Midwest stock is up from $8 to $15 since the take over efforts began, and AirTran recently announced they’ve managed to get the support of 57% of Midwest Shareholders (Midwest dismisses this as a ‘straw poll’). So is this a no-brainer for sharholders? What’s slowing things down? And what would you do?
Takeovers like this sometimes conjure emotion that would make Milton Friedman roll over in his grave. But is there more to the equation than emotion and community pride? And what’s the value of that anyway?
Having flown on both airlines, there’s no question that Midwest offers a vastly superior product. So superior in fact that I’ve often paid as much as $50 more per ticket to fly them since I’m convinced it’s worth it as are many other loyal customers. But are they really good enough that they make the difference in successful business relationships in Milwaukee? Does a crummy flight to your meeting make or break it? Either way, if I were a Midwest shareholder, it would take some serious convincing to turn down nearly double my money in a matter of months, and based on recent news, it sounds like the sale is tipping in AirTran’s favor. But there’s one more catch – Wisconsin law allows for a special provision to prevent hostile takeovers. The so-called “poison pill” plan allows a company based in WI to dump shares onto the market in event of a hostile takeover to spoil the suitor’s plans. This battle has gotten heated enough that it might come down to such a measure. It’s going to be fun to watch.

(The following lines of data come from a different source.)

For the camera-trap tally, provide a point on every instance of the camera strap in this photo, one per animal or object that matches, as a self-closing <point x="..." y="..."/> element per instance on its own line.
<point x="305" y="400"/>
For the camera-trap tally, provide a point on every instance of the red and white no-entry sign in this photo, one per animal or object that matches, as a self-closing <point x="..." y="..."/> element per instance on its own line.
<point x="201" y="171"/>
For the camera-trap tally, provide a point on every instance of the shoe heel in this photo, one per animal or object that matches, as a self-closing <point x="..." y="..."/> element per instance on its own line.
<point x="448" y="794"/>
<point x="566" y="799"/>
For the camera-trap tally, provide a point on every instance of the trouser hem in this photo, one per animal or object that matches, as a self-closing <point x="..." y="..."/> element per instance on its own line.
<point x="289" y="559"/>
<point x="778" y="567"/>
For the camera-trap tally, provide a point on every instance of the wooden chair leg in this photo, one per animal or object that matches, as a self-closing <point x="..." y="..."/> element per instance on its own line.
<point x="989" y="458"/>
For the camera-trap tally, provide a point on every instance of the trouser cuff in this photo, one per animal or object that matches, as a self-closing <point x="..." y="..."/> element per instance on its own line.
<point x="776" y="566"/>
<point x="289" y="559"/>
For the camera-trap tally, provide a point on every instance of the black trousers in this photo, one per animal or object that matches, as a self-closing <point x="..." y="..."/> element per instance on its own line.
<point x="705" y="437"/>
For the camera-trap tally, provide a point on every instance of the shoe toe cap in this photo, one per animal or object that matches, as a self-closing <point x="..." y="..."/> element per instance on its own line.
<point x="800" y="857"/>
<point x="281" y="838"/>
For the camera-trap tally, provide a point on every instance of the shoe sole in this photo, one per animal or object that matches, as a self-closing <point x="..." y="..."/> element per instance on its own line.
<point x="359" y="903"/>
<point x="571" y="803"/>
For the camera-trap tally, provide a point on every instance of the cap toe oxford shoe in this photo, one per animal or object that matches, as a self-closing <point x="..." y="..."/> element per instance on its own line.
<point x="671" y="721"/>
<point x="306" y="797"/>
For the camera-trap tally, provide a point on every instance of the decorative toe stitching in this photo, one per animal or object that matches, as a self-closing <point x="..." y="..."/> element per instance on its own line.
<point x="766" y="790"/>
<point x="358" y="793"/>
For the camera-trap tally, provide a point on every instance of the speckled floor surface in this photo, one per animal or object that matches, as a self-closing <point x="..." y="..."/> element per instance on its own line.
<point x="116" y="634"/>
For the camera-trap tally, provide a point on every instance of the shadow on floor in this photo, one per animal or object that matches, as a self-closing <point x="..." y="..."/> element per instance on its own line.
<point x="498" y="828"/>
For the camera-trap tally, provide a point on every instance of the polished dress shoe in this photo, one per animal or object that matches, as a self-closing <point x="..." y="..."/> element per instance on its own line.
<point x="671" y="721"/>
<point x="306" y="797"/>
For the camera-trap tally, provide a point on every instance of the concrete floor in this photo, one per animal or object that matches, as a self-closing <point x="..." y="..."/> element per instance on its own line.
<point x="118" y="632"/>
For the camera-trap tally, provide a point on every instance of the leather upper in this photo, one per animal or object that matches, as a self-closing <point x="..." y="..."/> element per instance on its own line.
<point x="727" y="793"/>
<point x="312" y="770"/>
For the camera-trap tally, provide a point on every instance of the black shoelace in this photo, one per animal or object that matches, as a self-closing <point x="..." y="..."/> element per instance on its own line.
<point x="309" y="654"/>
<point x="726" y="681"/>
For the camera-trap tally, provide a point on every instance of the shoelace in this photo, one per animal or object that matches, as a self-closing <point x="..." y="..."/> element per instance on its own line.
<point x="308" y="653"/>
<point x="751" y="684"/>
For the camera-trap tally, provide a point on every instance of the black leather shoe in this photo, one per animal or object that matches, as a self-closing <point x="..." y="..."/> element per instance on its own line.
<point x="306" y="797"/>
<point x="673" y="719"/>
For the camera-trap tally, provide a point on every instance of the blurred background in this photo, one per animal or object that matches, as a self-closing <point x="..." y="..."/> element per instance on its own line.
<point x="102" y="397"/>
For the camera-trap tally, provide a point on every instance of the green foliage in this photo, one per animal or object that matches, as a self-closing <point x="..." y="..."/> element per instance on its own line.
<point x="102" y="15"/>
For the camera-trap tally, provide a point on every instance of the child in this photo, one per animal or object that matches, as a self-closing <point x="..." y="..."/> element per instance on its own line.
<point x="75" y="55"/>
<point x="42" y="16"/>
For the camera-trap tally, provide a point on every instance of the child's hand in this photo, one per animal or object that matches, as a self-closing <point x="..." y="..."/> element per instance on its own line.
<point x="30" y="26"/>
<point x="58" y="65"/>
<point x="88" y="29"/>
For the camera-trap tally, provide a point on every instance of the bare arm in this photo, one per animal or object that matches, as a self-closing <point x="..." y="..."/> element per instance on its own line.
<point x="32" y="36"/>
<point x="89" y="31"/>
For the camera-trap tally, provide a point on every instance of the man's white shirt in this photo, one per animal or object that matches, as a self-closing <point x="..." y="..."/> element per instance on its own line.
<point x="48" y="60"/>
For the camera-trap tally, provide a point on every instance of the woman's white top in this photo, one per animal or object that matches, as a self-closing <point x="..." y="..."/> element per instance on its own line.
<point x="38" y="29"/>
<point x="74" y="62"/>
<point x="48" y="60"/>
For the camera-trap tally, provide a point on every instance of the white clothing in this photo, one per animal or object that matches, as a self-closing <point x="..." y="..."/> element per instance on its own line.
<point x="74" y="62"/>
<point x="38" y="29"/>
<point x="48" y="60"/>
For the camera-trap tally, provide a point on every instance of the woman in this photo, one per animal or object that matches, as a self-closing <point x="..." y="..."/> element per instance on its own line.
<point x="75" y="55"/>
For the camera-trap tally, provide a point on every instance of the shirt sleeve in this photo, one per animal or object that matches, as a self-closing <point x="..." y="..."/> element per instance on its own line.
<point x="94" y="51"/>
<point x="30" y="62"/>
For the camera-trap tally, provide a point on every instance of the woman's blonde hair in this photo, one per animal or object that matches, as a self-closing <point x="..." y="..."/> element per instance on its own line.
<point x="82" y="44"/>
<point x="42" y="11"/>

The additional business argument against the takeover is this: $15 a share is way too much. Once the takeover is complete, the price will crash. The customer base of Midwest is loyal because it is a premium product. Once the premium is gone, AirTran will be viewed as just another cut-rate offering little advantage over competitors. AirTrain will dry up in the new markets and no one, except those who dumped their shares at the peak will be any better off. In fact many will be worse off.
Is this an unavoidable symptom of short-term thinking? Would taking the poison pill option be better for most people in the long term? Including shareholders? It’s a tough call!